A few years back many thought that it’d be impossible for _Crysis_ to ever be playable on a current-generation console, let alone in 1080p. It appears that the PS3 will have the last laugh as Franziska Lehnert, PR Manager at Crytek, has revealed the unexpected during an interview with NowGamer: _Crysis_ PS3 will support both 720p and 1080p.
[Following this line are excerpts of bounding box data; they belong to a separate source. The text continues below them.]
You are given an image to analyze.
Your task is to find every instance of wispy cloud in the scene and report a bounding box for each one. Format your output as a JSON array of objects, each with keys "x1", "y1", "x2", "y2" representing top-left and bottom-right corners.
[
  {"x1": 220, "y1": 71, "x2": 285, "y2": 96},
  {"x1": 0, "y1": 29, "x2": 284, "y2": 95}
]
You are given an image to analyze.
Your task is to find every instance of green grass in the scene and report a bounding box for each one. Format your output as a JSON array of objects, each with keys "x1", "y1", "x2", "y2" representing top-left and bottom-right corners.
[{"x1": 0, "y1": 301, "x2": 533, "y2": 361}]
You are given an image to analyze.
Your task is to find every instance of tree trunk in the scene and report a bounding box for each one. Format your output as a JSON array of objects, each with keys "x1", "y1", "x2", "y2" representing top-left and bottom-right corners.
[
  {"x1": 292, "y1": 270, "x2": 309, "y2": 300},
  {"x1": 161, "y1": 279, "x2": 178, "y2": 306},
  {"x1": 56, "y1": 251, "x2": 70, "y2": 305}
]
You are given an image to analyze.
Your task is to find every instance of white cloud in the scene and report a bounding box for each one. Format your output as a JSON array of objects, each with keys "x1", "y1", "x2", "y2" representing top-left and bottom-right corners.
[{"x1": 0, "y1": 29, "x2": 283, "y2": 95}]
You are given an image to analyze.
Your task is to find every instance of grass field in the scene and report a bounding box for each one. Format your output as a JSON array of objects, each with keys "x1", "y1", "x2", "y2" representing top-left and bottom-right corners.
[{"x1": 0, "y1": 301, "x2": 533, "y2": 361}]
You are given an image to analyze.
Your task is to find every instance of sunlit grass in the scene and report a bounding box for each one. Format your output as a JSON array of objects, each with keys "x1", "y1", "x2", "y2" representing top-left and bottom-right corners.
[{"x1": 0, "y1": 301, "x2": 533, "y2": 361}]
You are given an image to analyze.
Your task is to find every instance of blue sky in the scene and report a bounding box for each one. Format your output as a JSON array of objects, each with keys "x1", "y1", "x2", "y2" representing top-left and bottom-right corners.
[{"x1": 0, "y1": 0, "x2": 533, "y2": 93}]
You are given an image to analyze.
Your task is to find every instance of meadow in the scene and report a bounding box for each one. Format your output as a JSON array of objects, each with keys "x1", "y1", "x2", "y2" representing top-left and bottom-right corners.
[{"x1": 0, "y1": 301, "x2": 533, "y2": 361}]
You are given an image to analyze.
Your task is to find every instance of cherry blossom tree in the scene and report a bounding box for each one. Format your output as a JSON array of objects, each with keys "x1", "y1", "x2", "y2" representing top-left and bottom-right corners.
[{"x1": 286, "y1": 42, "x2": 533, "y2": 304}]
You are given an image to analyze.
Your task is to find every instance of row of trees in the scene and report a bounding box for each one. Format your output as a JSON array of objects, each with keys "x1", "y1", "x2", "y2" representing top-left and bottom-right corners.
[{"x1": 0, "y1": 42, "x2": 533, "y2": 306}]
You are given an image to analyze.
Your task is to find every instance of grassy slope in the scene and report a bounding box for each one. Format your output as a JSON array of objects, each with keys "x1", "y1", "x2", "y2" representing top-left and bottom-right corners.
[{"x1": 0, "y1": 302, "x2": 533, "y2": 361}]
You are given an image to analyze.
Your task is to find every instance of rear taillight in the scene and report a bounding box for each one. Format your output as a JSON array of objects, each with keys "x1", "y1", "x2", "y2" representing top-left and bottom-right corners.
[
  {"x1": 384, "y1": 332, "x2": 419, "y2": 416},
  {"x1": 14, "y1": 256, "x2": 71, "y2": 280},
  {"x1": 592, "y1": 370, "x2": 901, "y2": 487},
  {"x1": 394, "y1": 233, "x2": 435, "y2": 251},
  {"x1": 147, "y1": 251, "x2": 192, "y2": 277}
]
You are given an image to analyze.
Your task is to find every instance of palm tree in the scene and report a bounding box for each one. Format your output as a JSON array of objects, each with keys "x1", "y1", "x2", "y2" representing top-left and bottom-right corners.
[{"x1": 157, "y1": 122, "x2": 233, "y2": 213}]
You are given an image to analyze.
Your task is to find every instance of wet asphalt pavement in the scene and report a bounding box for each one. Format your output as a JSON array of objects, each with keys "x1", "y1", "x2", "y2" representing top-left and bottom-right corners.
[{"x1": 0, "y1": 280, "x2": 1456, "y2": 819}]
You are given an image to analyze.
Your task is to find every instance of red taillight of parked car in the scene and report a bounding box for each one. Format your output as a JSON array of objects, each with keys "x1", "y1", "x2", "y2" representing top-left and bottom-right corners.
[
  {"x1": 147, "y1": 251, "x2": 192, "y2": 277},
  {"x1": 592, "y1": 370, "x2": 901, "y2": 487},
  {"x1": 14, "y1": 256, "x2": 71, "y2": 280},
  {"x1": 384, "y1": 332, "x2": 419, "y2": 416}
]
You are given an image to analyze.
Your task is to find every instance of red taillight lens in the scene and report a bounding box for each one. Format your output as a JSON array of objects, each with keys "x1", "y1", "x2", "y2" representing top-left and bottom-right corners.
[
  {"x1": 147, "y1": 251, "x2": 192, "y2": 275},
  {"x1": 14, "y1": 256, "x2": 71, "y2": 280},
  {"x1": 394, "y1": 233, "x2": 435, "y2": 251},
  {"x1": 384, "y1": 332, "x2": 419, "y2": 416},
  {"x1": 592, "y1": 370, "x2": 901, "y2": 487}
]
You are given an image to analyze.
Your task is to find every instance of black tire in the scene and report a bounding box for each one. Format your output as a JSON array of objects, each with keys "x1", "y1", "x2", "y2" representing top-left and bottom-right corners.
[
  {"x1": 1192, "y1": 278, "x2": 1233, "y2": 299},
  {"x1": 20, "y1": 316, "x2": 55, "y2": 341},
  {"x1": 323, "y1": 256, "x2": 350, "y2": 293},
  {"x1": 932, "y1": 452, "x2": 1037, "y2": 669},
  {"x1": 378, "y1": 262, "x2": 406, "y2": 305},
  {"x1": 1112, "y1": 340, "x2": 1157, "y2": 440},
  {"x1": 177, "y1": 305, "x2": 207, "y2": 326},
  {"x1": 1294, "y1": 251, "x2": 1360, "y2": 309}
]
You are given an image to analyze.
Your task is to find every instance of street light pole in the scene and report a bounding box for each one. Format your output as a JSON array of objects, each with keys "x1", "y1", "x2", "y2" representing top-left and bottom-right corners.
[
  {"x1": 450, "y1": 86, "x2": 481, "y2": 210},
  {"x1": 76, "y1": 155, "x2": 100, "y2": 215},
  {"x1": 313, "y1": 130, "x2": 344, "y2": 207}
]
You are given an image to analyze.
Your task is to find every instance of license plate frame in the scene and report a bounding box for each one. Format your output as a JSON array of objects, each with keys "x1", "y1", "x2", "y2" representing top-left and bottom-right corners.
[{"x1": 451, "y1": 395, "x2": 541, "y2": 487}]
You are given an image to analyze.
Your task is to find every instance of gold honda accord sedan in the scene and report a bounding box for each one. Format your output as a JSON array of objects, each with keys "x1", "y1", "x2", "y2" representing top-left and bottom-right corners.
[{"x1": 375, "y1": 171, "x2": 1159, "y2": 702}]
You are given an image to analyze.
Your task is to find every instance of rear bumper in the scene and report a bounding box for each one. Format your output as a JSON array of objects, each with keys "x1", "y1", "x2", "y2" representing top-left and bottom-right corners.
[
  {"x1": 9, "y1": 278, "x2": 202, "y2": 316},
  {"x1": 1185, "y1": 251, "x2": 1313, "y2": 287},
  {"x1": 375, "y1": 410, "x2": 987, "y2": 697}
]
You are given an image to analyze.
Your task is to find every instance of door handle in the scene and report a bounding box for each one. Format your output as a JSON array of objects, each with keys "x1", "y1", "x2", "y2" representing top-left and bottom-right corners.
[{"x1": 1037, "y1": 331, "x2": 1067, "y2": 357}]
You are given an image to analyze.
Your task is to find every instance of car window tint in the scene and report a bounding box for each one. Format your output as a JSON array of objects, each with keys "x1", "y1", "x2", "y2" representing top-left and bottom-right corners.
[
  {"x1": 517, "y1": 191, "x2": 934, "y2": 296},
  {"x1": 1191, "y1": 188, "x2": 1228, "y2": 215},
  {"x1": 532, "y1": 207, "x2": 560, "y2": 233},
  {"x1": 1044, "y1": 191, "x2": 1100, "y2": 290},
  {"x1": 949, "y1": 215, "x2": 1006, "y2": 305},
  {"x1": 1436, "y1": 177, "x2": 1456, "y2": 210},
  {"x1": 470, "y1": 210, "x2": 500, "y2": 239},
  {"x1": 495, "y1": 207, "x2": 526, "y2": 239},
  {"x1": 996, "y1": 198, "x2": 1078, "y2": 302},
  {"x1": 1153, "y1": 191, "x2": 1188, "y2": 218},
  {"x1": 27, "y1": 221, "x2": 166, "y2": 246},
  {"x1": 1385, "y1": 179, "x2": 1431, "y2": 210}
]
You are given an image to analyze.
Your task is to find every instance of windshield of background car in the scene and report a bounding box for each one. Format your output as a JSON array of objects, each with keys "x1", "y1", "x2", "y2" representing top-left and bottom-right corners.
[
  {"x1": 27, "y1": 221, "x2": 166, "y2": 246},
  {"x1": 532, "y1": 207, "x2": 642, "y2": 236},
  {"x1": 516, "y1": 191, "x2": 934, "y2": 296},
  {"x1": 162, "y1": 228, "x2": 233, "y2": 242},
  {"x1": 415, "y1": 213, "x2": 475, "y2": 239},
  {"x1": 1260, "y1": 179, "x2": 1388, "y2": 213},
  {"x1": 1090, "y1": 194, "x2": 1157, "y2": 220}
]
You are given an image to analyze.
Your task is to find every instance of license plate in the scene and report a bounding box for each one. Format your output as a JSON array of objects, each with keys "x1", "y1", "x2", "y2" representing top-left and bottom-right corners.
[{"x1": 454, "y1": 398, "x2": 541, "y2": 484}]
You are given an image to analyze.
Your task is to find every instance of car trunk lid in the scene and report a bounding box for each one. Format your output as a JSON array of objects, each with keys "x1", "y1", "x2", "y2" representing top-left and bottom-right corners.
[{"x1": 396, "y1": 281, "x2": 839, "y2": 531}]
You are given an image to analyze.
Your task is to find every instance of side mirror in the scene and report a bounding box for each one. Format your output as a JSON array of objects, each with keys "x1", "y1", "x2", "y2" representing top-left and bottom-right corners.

Preliminary screenshots have been nothing short of impressive, and if no major technical issues are present, this download-only version of the title could end up being one of the best-looking titles in the entire PS3 library. It’s rare to see a game with 1080p support due to how taxing it is on hardware, let alone a game of _Crysis_‘ stature. Don’t let its age affect your expectation level either, as its high texture detail, advanced visual technique, and beautiful environment have made it a benchmark of choice for gaming PCs for nearly four years.
_
Crysis_ is scheduled to arrive on the PlayStation Store during next week’s update on October 4th.

Source: PSLS


----------



## Moonfly (Aug 1, 2008)

I wander if it will be 1080 native though, or upscaled. Honestly, if crysis can be done in 1080 native, then there is no excuse for other titles not doing so. You can even argue on the games age, because the PS3 hardware is just as old as the game now. Still, even upscaled it will pretty slick.


----------